If you, if you keep them intubated and keep them on oxygen as opposed to room air. And wait for them to take a breath. They're gonna be breathing for they're, they're not breathing for quite a while because they just don't need to.
So they've got that high 02 going into the lungs just by passive, you know, flow through. They don't need to actually take a breath. So that, so I would recommend, you know, once you've got an animal off anaesthesia, get them onto room air as fast as you can, you know, as, as safely.
Keep them intubated, you can use an Ambi bag if you, if you need to, and that'll drive their own respiratory drive, to help them recover. Keep them warm as well, so the warmer they are, the, the, the faster they'll breathe. Obviously if they get cold, they're not gonna breathe.
In terms of digestion, There's 3 different types of teeth. So Arodont is a lot of lizards, and this is his first picture. They're just attached to the crest of the of the mandible or maxilla.
And once it hits adult size, those arodont teeth do not regrow. So if they lose them, that's it, they're done. So be, be careful if you see a lizard that you know has arodont teeth, that if you break the teeth through an oral exam or forcing the mouth open, you know, those teeth are not going to come back.
If you're a snake and the other types of lizards, you have luridon teeth and they're attached to the inner wall, and they have a limited ability to regrow. I think it's a little bit dependent on species and age, but they're attached to the inner wall of the mandible and maxilla. And then the most advanced teeth that we see in crocodiles and there's a ficodon, they actually have a bony socket, much like mammals, and they'll regrow through life.
So they'll fall out and replace them throughout their whole life. So those are So you don't worry about crocodile teeth falling out. They don't really chew, you know, especially if you're a snake, you know, if you're a tortoise, you chew on veggies and stuff, you know, you swallow a lot of things whole, especially if you're a snake.
So they have oral glands to help with lubrication. Obviously some snakes have got venom glands, and hopefully not ones you see in general practise. The venom gland lives up here, and it's this area here.
And that's, there's a muscle that actually compresses that venom gland and squirts venom. So they can so venomous snakes can do what we call dry bites, which is when the no venom comes through, but obviously you don't know if you get bit by something, if it's a dry bite or not. So there's a couple of these quiz questions thrown in here.

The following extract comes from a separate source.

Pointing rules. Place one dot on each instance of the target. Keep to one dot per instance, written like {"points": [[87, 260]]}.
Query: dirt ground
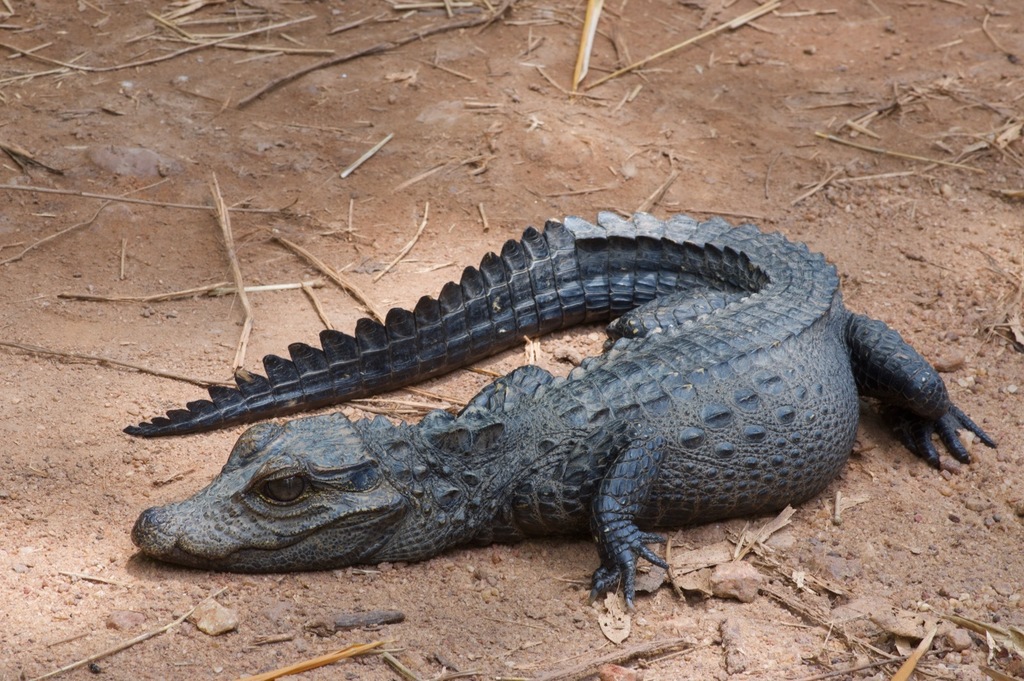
{"points": [[485, 133]]}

So everyone knows venomous snakes, but the venomous lizards, that is true. There's the Mexican beaded lizard, all the, . Healer monster, some people would argue is a venomous lizard.
I think it depends what you read. They've got such a horrible bacteria laden bite, you know, you could call it venomous, but I don't think it's actually a true venom, like it is with the Mexican beaded lizard. Obviously, you know, everything about reptiles is slower, so GI transit time is slower.

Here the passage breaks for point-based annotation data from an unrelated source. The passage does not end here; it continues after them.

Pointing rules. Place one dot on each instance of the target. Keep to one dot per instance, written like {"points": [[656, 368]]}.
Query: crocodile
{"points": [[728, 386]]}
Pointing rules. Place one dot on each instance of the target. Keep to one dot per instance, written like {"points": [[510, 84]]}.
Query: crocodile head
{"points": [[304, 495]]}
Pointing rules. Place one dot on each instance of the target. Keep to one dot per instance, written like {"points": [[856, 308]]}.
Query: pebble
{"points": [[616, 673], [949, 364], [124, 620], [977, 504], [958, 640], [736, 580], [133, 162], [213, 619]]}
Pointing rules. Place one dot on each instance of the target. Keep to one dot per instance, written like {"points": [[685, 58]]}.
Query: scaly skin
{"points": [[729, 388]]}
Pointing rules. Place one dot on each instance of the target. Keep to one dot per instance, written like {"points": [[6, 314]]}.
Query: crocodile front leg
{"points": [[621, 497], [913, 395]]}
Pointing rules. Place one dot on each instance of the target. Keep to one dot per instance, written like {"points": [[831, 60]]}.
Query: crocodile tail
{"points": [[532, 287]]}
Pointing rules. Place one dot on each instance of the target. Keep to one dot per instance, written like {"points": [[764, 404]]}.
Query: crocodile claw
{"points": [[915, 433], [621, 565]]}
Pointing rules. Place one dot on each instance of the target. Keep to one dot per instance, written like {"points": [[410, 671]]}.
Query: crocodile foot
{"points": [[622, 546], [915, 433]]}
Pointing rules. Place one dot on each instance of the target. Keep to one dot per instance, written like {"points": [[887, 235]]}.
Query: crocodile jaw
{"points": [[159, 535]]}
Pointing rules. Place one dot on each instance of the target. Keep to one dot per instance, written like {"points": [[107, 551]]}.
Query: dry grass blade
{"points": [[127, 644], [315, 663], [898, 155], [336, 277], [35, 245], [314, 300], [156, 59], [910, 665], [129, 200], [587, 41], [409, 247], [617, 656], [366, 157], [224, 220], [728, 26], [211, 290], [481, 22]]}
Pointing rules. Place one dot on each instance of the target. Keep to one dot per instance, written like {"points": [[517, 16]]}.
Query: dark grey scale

Particularly in herbivores and especially if they're sick. Carnivore's got a pretty simple digestive system and herbivores got a larger colon and secum. So if they're sick or the temperature's low, the GI transit time is massively reduced even further.
So if you're given animal oral medications, either via a tube or force feeding them, think about the, the medication may just sit in that stomach for a long time. So, and all of a sudden, if things start moving again as temperature increases, they might get a big whoop of drugs that have been sat in the stomach for ages. At the back end they have a cloaca, which is divide which is which internally is divided into three sections.
There's the coprodum and the uro and the proctoiumium. The coprodeum collects faeces from the rectum and the colon. The urodium, the urs empty into there, and, and, and the bladder opens into the urodium.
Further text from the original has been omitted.